HenrikSP · January 30, 2021, 9:47am

Fantastic - works brilliantly! Thank you so much, Pete.

HenrikSP · February 12, 2021, 1:03pm

Hi again Pete! Trying to run the script in batch mode, but get the dialogues activated also when running in batch mode. Any way to remove the diaglogue and just use the parameters spesified in the script?

petebankhead · February 12, 2021, 1:18pm

Just removing these lines should do it:

HenrikSP · February 16, 2021, 12:06pm

Thanks, Pete - it worked. Is there any way to have the script only consider detections of a given class (e.g. ‘Tumor’) and ignore the other detections? I see there is a line “boolean tumorOnly = false” in the beginning, but nothing happens when I change it to “boolean tumorOnly = true”.

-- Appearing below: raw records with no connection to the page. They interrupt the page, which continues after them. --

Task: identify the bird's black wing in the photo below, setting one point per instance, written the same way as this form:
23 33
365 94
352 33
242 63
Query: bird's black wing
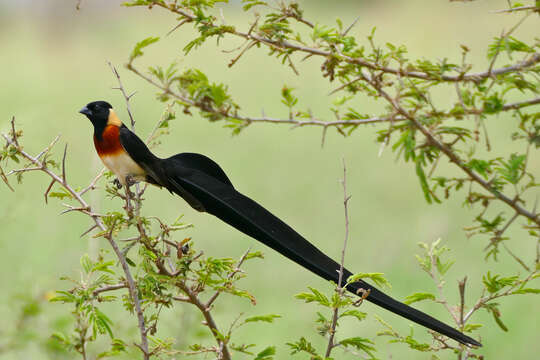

petebankhead · February 16, 2021, 12:15pm

I think

boolean tumorOnly = false

may just be a demonstration that an earlier version of the script had a different purpose…

You can try replacing

def detections = getDetectionObjects()

with something like this

def detections = getDetectionObjects().findAll {it.getPathClass() == getPathClass('Tumor')}

or, if your tumor cells are subclassified by intensity,

def detections = getDetectionObjects().findAll {it.getPathClass()?.getBaseClass() == getPathClass('Tumor')}

HenrikSP · February 17, 2021, 1:04pm

Worked like a charm:) If I had only looked a bit further down in the script and not got stuck on the “boolean” line, I should have figured this out myself and not bothered you with it - thank you! This script seems really useful in so many different ways.